The court, acknowledging that the list of orders that may be granted in terms of section 163(2) is non-exhaustive and open-ended, granted Ungerer full and unrestricted access to the financial and administrative records of the scheme management companies and H&E Marketing. It ordered that any monies diverted to H&E Marketing be repaid or credited appropriately. Importantly, the court imposed a structured exit mechanism, allowing either party to buy out the other’s shareholding through a fair process, and rejected Ferreira’s attempt to impose unfair conditions such as a restraint of trade.
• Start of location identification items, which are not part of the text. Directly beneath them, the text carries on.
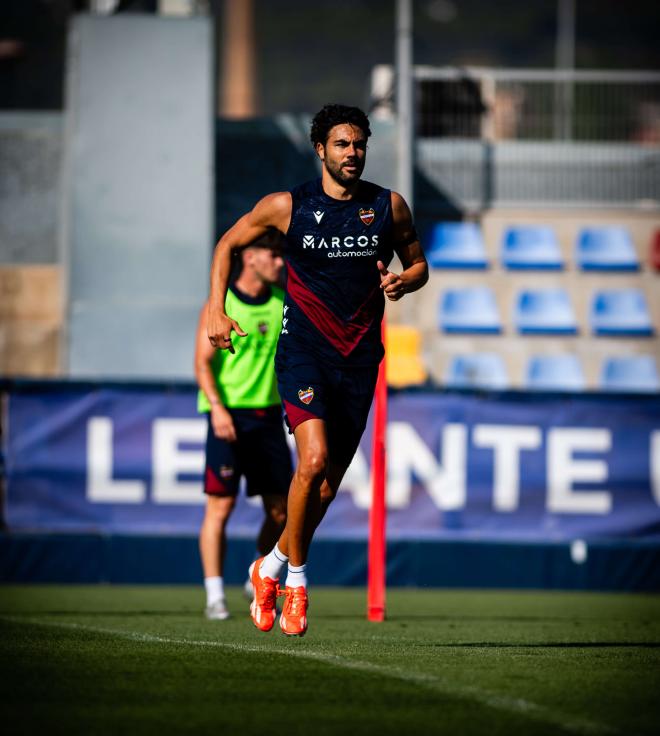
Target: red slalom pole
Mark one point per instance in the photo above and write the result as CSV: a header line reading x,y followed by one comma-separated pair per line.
x,y
376,571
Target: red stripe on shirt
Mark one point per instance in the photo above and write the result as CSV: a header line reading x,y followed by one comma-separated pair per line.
x,y
344,336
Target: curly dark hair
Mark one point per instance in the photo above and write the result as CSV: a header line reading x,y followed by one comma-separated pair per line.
x,y
331,115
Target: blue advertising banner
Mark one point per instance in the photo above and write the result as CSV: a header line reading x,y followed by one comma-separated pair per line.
x,y
508,467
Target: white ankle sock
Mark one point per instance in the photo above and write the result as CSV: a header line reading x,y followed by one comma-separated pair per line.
x,y
296,577
273,563
214,590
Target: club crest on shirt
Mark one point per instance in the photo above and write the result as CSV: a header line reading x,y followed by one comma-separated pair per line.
x,y
306,394
367,216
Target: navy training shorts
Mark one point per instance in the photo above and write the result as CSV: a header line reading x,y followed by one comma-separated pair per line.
x,y
260,453
341,397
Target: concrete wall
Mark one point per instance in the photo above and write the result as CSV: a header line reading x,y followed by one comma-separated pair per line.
x,y
137,228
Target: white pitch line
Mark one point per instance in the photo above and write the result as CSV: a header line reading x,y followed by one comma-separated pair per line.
x,y
519,706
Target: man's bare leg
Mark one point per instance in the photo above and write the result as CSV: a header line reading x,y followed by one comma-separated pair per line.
x,y
273,524
304,503
212,548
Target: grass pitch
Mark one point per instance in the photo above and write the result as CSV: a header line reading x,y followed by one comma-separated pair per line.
x,y
110,659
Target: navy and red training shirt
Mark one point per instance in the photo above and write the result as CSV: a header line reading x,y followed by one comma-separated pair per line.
x,y
334,304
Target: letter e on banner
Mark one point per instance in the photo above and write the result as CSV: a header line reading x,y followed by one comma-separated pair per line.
x,y
564,470
169,460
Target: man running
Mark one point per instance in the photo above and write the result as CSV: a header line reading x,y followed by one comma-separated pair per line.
x,y
341,233
245,434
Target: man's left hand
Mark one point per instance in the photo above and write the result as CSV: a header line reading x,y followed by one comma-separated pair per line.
x,y
390,283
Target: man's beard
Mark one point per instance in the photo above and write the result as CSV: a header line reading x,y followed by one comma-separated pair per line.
x,y
341,177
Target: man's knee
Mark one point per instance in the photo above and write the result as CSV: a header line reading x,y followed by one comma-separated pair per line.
x,y
275,508
334,475
218,509
327,494
312,465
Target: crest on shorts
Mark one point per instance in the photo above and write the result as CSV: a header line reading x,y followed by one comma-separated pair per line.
x,y
226,471
367,216
306,394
Implications for business owners and shareholders

This judgment serves as a cautionary tale for business partners in private companies, especially where no formal shareholder agreement exists. The court’s willingness to look beyond the company’s formal structure and recognise the realities of a quasi-partnership means that parties cannot rely solely on their legal rights to justify exclusionary or oppressive conduct. Ideally, parties should negotiate clear, written agreements to regulate their relationships to avoid a situation like this, where the absence of formal documentation led to significant uncertainty and costly litigation.

Conclusion

Ungerer underscores the need for fairness, good faith, and transparency in the management of closely held companies. Business partners should ensure that their agreements and conduct reflect their true intentions and expectations, and be aware that the courts will protect shareholders from oppressive conduct, particularly in quasi-partnership scenarios.